À Santa Monica, Claude Budin-Juteau se souvient très distinctement du départ du feu de Palisades. « Quelqu’un a dit « tiens, il y a une volute de fumée qui vient, qui vient juste de se produire en ce moment sur les collines, là-bas ». Donc, on a appelé tout de suite les pompiers. Et effectivement, c’était le début du feu qui s’est élargi très rapidement ».

Le feu menaçant Hollywood éteint

Sur la table de la terrasse, il y a de la cendre, et on distingue encore très nettement le panache de fumée au-dessus des collines de Los Angeles. Ce n’est donc pas encore terminé, mais Claude Budin-Juteau ne cache pas qu’il y a des moments difficiles. « J’avoue que pendant ces deux derniers jours, on a très peu dormi puisque les avertissements tombaient à toute heure du jour et de la nuit et créent beaucoup d’anxiété », explique-t-il. Le motif d’espoir, c’est que le vent est tombé ce vendredi, mais l’incendie qui a ravagé Pacific Palisades est encore loin d’être maîtrisé.

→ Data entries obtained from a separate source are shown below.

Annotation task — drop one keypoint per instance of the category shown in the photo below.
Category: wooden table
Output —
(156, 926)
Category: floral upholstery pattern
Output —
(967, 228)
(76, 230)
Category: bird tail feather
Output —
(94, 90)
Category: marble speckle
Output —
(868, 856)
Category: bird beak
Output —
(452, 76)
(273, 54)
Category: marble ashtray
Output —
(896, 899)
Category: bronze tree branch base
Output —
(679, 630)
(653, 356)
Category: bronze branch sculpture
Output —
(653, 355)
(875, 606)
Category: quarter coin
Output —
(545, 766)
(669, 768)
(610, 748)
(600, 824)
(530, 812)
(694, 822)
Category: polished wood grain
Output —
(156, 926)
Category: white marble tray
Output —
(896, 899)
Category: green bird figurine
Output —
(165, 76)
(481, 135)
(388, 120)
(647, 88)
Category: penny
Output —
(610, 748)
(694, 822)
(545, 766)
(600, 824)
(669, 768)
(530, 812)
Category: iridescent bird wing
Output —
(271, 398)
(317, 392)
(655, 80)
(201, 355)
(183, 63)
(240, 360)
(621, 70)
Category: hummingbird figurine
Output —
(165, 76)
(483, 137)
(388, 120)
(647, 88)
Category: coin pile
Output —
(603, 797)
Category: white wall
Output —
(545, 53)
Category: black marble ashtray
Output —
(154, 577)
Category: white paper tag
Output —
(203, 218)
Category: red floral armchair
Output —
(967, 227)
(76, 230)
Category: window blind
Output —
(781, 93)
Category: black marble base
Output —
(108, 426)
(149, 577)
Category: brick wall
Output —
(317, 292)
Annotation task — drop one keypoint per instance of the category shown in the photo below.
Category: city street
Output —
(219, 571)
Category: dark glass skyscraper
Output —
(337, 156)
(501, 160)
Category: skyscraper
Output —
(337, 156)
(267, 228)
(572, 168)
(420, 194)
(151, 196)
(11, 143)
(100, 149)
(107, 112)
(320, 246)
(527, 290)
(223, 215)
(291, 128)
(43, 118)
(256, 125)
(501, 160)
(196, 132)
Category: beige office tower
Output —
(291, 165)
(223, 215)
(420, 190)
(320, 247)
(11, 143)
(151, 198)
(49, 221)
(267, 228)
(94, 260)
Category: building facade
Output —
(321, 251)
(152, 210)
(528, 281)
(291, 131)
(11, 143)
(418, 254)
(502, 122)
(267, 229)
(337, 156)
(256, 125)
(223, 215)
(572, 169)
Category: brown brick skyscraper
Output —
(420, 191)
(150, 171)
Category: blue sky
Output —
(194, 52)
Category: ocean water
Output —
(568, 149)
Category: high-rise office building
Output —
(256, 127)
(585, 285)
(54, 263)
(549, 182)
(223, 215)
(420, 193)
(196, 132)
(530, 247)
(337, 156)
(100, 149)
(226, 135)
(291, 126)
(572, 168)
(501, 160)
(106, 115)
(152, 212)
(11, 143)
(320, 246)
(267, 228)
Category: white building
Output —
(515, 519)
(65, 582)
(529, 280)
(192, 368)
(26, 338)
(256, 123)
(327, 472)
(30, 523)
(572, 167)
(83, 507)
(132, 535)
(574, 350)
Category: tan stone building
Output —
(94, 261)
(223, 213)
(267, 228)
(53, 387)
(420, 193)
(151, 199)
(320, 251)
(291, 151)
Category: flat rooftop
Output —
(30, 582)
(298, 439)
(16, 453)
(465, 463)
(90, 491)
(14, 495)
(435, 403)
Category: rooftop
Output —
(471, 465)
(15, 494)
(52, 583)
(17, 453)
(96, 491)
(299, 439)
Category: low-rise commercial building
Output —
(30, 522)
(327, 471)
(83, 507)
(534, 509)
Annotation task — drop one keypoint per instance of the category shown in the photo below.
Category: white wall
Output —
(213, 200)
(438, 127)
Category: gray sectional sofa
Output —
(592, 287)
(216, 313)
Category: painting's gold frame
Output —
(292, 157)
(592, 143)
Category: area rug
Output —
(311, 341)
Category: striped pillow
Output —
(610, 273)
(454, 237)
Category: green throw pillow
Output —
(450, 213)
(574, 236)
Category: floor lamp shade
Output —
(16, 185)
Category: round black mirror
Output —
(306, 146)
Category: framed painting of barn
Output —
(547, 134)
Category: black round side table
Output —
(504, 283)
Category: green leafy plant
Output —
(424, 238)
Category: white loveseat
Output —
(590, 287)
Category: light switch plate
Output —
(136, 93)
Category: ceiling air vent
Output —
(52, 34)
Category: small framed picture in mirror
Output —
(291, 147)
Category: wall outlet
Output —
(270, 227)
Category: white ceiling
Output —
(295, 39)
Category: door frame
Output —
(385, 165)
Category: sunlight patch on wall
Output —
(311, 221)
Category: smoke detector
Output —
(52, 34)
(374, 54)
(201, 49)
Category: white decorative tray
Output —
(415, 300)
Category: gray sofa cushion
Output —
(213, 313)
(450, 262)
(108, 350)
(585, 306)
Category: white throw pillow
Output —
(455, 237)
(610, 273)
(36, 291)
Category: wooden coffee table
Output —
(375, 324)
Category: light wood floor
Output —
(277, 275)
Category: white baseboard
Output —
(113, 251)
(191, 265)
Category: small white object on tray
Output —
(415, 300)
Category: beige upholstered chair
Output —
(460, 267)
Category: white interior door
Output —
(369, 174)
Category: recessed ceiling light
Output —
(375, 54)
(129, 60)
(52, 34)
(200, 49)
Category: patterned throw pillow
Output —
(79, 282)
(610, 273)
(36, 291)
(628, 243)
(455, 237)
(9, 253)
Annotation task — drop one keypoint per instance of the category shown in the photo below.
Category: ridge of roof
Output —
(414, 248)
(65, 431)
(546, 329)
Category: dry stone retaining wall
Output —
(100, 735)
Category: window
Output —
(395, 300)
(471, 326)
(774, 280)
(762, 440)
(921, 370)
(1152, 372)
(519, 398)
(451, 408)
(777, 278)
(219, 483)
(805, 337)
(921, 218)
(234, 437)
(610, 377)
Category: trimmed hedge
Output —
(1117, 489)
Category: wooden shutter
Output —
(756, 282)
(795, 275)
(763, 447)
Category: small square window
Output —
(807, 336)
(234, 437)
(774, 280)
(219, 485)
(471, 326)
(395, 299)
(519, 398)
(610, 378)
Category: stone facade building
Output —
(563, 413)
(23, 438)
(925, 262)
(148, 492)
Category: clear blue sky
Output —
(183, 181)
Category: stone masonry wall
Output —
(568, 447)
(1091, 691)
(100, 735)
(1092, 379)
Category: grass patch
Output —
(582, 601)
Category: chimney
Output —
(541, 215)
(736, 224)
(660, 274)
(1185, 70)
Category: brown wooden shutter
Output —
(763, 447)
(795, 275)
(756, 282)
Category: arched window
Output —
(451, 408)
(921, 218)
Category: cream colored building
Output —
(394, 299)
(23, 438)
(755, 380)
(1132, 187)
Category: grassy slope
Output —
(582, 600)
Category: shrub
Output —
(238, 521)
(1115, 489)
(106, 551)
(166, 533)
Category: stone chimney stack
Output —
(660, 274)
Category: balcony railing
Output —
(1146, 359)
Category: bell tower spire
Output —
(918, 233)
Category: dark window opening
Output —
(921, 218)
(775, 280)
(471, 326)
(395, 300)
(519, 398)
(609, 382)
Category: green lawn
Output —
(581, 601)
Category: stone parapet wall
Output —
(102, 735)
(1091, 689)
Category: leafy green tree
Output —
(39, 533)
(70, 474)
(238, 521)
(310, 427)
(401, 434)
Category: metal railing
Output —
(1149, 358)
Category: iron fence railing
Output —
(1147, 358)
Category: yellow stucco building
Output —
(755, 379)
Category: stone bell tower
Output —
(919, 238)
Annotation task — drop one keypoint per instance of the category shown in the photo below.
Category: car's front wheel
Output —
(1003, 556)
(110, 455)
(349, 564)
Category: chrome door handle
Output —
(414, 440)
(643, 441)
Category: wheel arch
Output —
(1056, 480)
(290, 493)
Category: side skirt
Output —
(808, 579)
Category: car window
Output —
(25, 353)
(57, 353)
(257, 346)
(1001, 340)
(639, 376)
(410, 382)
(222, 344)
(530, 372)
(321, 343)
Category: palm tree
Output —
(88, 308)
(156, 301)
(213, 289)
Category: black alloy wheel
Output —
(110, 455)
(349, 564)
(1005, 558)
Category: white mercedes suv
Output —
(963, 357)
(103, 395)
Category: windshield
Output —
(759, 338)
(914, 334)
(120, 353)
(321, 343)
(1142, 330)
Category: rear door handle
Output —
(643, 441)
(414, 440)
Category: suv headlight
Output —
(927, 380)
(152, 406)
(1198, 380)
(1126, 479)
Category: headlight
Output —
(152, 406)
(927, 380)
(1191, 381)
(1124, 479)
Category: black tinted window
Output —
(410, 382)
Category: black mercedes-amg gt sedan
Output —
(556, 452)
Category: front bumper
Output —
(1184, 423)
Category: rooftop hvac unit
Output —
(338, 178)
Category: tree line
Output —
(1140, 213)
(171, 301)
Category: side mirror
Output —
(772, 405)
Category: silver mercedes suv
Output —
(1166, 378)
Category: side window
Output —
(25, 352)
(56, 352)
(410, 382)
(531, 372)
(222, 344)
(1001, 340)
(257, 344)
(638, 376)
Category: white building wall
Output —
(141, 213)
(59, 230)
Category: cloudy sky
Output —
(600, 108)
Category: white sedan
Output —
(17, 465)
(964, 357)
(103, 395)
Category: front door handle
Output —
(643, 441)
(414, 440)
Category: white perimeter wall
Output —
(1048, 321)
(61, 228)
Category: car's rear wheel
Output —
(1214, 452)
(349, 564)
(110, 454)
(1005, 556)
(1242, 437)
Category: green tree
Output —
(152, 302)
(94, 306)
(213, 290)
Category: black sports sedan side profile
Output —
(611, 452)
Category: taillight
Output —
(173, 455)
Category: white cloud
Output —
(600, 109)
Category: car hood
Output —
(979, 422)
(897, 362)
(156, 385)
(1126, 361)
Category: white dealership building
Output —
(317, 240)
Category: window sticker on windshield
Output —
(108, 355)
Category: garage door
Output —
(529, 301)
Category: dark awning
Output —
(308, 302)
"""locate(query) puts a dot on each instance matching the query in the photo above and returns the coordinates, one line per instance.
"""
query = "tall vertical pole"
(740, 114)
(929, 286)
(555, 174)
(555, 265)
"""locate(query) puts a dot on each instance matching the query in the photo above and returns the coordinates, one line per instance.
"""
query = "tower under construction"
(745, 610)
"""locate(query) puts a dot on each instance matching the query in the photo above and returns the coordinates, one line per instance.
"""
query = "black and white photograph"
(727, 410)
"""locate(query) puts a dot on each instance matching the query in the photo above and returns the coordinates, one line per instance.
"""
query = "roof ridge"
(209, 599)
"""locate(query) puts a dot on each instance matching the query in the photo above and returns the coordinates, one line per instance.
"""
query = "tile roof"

L’autre feu le plus important est le feu, dit de « Eaton », au nord-est de la ville. Il a ravagé le quartier d’Altadena et menace toujours Pasadena. Plus de 7 000 bâtiments ont été endommagés. La bonne nouvelle, c’est que le feu qui menaçait directement le quartier de Hollywood est éteint. La baisse des vents facilite le travail des pompiers, mais ils éprouvent cependant toujours des difficultés.

Polémiques

Les moyens dont ils disposent continuent par ailleurs d’alimenter les polémiques. Le gouverneur de Californie Gavin Newsom, accusé par le président élu Donald Trump d’être responsable de la situation, demande une enquête sur la gestion des ressources en eau. La cheffe des pompiers de Los Angeles dit que la ville et ses responsables ont fait défaut à ses équipes, car un réservoir avait été vidé pour des travaux sans qu’elle en soit avertie. La maire démocrate de Los Angeles, Karen Bass, qui était en voyage au Ghana au début de la crise, fait face à des questions difficiles sur sa gestion de la crise et son degré de préparation.